26. The method of claim 24, characterized in that step (a3) (ii) further comprises measuring the fluorescence of a subgroup of the multiplicity of containers simultaneously.

27. The method of claim 24, characterized in that step (a3) (ii) further comprises measuring the fluorescence of each multiplicity of containers simultaneously.

28. The method of claim 19, characterized in that step (a3) comprises (i) exciting light with the tryptophan residues in the protein, in each multiplicity of vessels; and (ii) measuring the fluorescence of each multiplicity of vessels.

29. The method of claim 18, characterized in that the multiplicity of containers in step (al) comprises a multiplicity of wells in a microplate.

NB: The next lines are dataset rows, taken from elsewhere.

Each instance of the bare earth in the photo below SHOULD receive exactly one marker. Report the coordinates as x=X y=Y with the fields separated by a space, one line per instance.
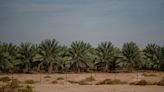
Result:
x=46 y=85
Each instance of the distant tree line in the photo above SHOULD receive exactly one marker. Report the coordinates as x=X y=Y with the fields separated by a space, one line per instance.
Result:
x=49 y=57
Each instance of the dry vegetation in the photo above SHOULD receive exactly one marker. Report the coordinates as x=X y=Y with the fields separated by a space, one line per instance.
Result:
x=120 y=82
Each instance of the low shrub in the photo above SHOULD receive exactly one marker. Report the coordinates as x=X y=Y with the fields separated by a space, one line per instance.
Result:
x=15 y=86
x=47 y=76
x=109 y=81
x=60 y=78
x=161 y=82
x=140 y=82
x=148 y=75
x=78 y=82
x=89 y=79
x=54 y=82
x=30 y=82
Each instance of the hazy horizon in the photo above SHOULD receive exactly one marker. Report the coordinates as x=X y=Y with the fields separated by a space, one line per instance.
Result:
x=92 y=21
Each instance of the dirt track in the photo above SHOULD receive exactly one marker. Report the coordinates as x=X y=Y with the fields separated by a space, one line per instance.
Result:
x=64 y=86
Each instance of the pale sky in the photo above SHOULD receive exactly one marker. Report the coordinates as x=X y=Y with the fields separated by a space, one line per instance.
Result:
x=93 y=21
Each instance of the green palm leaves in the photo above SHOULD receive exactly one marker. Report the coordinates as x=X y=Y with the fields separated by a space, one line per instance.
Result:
x=79 y=52
x=49 y=56
x=131 y=53
x=26 y=54
x=49 y=51
x=155 y=54
x=105 y=53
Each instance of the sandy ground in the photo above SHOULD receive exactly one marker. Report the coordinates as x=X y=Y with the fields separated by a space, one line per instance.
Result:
x=45 y=84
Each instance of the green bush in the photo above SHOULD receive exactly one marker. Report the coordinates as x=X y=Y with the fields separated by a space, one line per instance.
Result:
x=47 y=76
x=54 y=82
x=140 y=82
x=109 y=81
x=60 y=78
x=5 y=79
x=161 y=82
x=30 y=82
x=148 y=75
x=89 y=79
x=78 y=82
x=15 y=86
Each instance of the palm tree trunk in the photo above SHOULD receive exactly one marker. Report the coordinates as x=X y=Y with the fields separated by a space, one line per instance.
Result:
x=78 y=66
x=50 y=67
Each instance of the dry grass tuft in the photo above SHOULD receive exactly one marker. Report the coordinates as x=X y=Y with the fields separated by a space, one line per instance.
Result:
x=161 y=82
x=149 y=75
x=54 y=82
x=109 y=81
x=47 y=76
x=30 y=82
x=60 y=78
x=5 y=79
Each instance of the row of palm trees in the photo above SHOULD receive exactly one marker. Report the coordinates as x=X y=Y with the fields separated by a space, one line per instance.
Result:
x=49 y=56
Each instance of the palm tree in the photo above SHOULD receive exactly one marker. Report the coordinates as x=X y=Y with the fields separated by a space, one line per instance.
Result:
x=131 y=53
x=49 y=51
x=105 y=54
x=8 y=53
x=27 y=55
x=155 y=54
x=79 y=53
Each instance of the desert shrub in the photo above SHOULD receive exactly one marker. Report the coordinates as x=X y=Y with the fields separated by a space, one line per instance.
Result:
x=60 y=78
x=27 y=89
x=148 y=75
x=15 y=86
x=109 y=81
x=89 y=79
x=54 y=82
x=161 y=82
x=78 y=82
x=72 y=82
x=5 y=79
x=140 y=82
x=47 y=76
x=30 y=82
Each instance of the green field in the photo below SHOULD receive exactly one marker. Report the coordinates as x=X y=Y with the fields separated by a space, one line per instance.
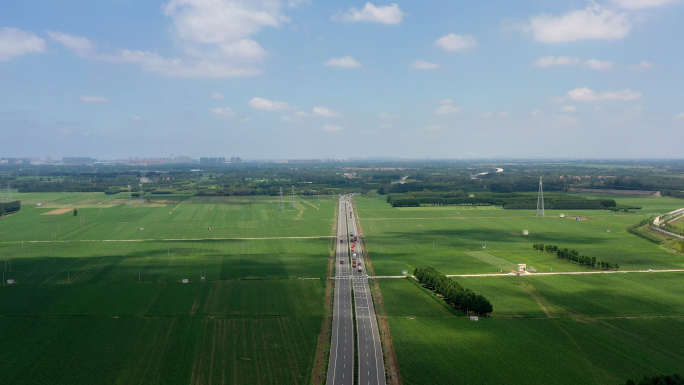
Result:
x=560 y=329
x=403 y=239
x=98 y=300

30. A method for functionally classifying a protein capable of unfolding due to thermal change, characterized in that the method comprises: classifying the protein according to the group of molecules in a multiplicity of different molecules that change the thermal splitting curve of the protein. High Processing Method for as car Functionally Identified Proteins Using a Genomic Method Summary of the Invention The present invention provides a method for functionally classifying a protein that is capable of unfolding due to thermal change. The method comprises screening one or more functionalities of different molecules for its ability to change the thermal splitting curve of the protein, where the change of the thermal splitting curve indicates that the molecule binds to the protein or affects the stability in a protein. measurement means; generate the spectrum of activity of the protein where the activity spectrum reflects a group of molecules, the multiplicity of different molecules, which change the thermal splitting curve of the protein and therefore are ligands that bind to the protein, compare the spectrum of activity of the protein with one or more list of the functional reference spectrum; and classify the protein according to the group of molecules in the multiplicity of different molecules that change the thermal splitting curve of the protein.